2006-09-21

Some news from Singapore

Here's an article of some interest to me from Today - Gifted kids to take 'integrated' path

Gifted kids to take 'integrated' path
Loh Chee Kong
cheekong@newstoday.com.sg

IN TWO years' time, the much-debated Gifted Education Programme (GEP) will quietly fade away from secondary schools.

In its place, the Ministry of Education (MOE) wants GEP students to join schools offering the six-year Integrated Programme (IP). This means that GEP students, who are identified in Primary 3, will no longer march to a different beat in secondary school. Instead, they will follow the same curriculum as other bright students who are picked for the IP when they are on the verge of leaving primary school.

In a circular issued on Monday, MOE informed the parents of GEP students in Primary 4 and 5 that it would no longer offer a centralised gifted programme at the secondary school level. The parents of the current batch of Pri 6 pupils were informed in April that they would be the last cohort to be offered the programme, MOE's deputy director of its Gifted Education Branch, Dr Tan Bee Geok, told Today.
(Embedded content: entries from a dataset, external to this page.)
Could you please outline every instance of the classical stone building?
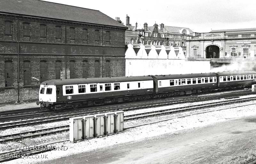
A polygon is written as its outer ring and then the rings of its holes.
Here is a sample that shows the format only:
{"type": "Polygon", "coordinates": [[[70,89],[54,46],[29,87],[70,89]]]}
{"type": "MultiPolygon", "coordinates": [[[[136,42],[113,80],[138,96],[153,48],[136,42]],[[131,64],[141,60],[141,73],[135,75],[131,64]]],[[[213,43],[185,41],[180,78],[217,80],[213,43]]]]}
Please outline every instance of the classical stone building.
{"type": "Polygon", "coordinates": [[[42,82],[124,76],[127,28],[100,11],[0,1],[0,103],[38,97],[42,82]]]}
{"type": "MultiPolygon", "coordinates": [[[[125,43],[141,43],[144,45],[173,46],[182,47],[186,54],[186,40],[188,36],[192,36],[193,32],[189,28],[160,25],[156,23],[148,26],[147,23],[143,25],[137,22],[133,26],[130,23],[130,17],[126,15],[125,43]]],[[[120,20],[116,20],[120,22],[120,20]]]]}
{"type": "Polygon", "coordinates": [[[186,57],[209,59],[212,67],[239,62],[255,70],[252,63],[256,57],[256,28],[212,30],[187,37],[186,57]]]}

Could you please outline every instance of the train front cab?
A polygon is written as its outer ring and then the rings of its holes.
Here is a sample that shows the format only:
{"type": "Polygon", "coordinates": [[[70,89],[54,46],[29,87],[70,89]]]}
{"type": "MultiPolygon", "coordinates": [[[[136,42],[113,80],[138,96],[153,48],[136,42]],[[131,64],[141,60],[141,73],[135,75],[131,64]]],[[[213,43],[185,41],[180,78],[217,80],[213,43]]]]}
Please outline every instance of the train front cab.
{"type": "Polygon", "coordinates": [[[41,106],[48,107],[56,102],[56,87],[54,85],[40,85],[39,101],[36,104],[41,106]]]}

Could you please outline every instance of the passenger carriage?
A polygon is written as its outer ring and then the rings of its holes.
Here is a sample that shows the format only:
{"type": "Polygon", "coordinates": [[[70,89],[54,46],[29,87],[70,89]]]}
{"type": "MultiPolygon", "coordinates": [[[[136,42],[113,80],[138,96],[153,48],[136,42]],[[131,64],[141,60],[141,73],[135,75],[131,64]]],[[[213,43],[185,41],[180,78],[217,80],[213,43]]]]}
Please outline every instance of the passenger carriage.
{"type": "Polygon", "coordinates": [[[249,87],[256,84],[256,72],[252,71],[218,72],[218,86],[228,88],[249,87]]]}
{"type": "Polygon", "coordinates": [[[190,74],[153,76],[154,92],[159,96],[190,94],[217,89],[216,74],[190,74]]]}
{"type": "Polygon", "coordinates": [[[52,80],[40,86],[39,102],[55,109],[149,98],[153,92],[150,76],[52,80]]]}

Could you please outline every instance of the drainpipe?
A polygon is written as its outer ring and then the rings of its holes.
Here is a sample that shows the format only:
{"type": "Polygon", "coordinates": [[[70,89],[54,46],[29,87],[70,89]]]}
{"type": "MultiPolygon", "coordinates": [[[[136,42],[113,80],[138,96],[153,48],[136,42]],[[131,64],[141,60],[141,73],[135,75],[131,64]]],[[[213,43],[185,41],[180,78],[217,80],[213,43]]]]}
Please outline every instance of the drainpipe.
{"type": "Polygon", "coordinates": [[[103,27],[102,27],[102,75],[101,77],[103,77],[103,55],[104,49],[103,45],[103,27]]]}
{"type": "Polygon", "coordinates": [[[19,51],[19,42],[20,42],[20,20],[19,20],[19,18],[20,17],[20,16],[19,16],[18,18],[18,21],[17,21],[17,40],[18,40],[18,44],[17,45],[17,52],[18,53],[18,56],[17,56],[17,58],[18,58],[18,102],[20,102],[20,86],[19,86],[19,83],[20,83],[20,69],[19,68],[19,67],[20,66],[19,64],[19,54],[20,53],[19,51]]]}
{"type": "Polygon", "coordinates": [[[67,79],[67,22],[65,23],[65,79],[67,79]]]}

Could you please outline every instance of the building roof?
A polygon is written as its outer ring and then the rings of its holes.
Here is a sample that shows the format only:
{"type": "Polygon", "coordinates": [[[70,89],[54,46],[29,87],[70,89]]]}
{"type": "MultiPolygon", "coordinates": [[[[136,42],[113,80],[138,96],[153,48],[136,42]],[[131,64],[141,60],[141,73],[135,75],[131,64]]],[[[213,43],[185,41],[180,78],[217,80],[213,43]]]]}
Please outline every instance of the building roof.
{"type": "Polygon", "coordinates": [[[248,30],[246,31],[228,31],[226,32],[226,34],[238,34],[244,33],[255,33],[256,30],[248,30]]]}
{"type": "Polygon", "coordinates": [[[180,30],[183,28],[187,29],[188,30],[188,31],[189,32],[189,33],[190,34],[192,34],[194,32],[193,31],[191,30],[190,28],[187,28],[186,27],[174,27],[173,26],[168,26],[165,25],[164,28],[164,29],[167,30],[167,32],[175,32],[176,33],[180,33],[180,30]]]}
{"type": "Polygon", "coordinates": [[[212,30],[210,32],[243,32],[246,31],[249,31],[252,30],[256,30],[256,28],[241,28],[240,29],[229,29],[227,30],[212,30]]]}
{"type": "Polygon", "coordinates": [[[153,80],[150,76],[124,76],[111,77],[100,77],[87,79],[72,79],[63,80],[52,80],[44,82],[41,85],[61,85],[95,83],[133,82],[153,80]],[[46,83],[46,84],[45,84],[46,83]]]}
{"type": "Polygon", "coordinates": [[[39,0],[1,0],[0,12],[127,28],[98,10],[39,0]]]}

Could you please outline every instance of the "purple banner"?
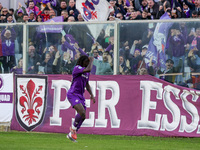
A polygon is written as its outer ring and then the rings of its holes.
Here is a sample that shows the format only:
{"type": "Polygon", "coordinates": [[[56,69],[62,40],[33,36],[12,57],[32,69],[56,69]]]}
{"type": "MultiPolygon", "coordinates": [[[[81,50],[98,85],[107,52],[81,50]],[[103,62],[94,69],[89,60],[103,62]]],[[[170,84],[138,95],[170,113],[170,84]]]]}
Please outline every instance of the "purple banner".
{"type": "MultiPolygon", "coordinates": [[[[54,17],[46,22],[63,22],[63,16],[54,17]]],[[[63,25],[40,25],[38,32],[42,33],[61,33],[63,25]]]]}
{"type": "Polygon", "coordinates": [[[0,103],[12,103],[13,93],[0,93],[0,103]]]}
{"type": "MultiPolygon", "coordinates": [[[[33,131],[69,132],[75,117],[75,110],[66,98],[71,78],[48,76],[45,116],[33,131]]],[[[85,92],[86,120],[78,133],[200,137],[200,91],[148,75],[91,75],[90,86],[96,103],[92,104],[85,92]]],[[[11,129],[24,131],[15,111],[11,129]]]]}

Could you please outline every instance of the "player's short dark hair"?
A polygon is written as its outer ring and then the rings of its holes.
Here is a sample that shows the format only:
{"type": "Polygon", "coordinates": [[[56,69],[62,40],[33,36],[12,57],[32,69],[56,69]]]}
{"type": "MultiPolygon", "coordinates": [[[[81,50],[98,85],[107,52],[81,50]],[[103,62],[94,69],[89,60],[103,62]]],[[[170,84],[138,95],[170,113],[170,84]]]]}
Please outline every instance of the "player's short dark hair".
{"type": "Polygon", "coordinates": [[[83,62],[84,62],[85,60],[89,60],[88,56],[86,56],[86,55],[81,56],[81,57],[78,59],[76,65],[79,65],[79,66],[83,67],[83,62]]]}

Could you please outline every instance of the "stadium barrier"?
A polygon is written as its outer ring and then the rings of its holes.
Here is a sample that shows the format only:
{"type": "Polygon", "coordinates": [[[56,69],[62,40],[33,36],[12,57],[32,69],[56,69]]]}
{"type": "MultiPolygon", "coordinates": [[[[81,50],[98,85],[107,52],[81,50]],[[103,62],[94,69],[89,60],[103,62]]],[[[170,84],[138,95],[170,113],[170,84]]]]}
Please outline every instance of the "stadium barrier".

There had been criticism that the 22-year-old GEP programme was "elitist". But Dr Tan stressed that the latest move was merely recognition of the fact that more secondary schools were now offering innovative programmes to develop talented students.

Dr Tan said: "We are just informing the parents in advance not to choose the O-level track. This group is so able that it doesn't need to take O levels. And most of the students which GEP schools would have taken in at the Sec 1 supplementary intake would now choose to enrol in the IP anyway."

Each year, some 500 students — or the top 1 per cent of each cohort — are selected in Primary Three to join the GEP. These students could go on to a centralised MOE programme in secondary schools.

But Dr Tan said that the landscape has changed since the IP – a six-year-programme that starts in Sec 1, with students skipping their O levels — was introduced in 2004. Then, four out of five "gifted" students picked this programme over the four-year GEP course, said the MOE. The number fell further this year, with only 13 students opting to stay in the GEP over the IP.

The IP, the new favourite, embraces some 2,000 students in 12 schools, including Raffles Institution, River Valley High, Dunman High and the National University of Singapore High School.

In contrast, only Anglo-Chinese School (Independent), Dunman High and Nanyang Girls' High now offer MOE's GEP.

Noting that most of its former GEP secondary schools are now IP schools, the ministry said in the circular: "With such a small enrolment, it is not possible for the MOE to continue to run the secondary school GEP."

GEP students who wish to take their O levels can still do so in "schools with school-based special programmes that nurture pupils who have special aptitudes and talents", the circular said. Examples of these schools include ACS (Independent), St Joseph Institution, Methodist Girls' School and Catholic High School, said Dr Tan.

And although the GEP students would follow the same curriculum as other "very bright students", they would continue to be developed at these secondary schools, which would increase in number as Singapore creates a diverse education landscape, said she added.

Dunman High School principal Sng Chern Wei told Today that his school was looking to implement enrichment programmes which would allow both GEP students and non-GEP students "who are talented in some subjects" to work together.

Said Mr Sng: "It makes sense for the gifted children to opt for the IP because they can be exempted from the O levels and benefit from a more seamless process.

"The approach is definitely moving toward one where the gifted education model is realigned to provide more opportunities that will allow talented students who fall outside the GEP to benefit, and which will also allow our GEP students to have more opportunities to interact with students who come from a non-GEP background."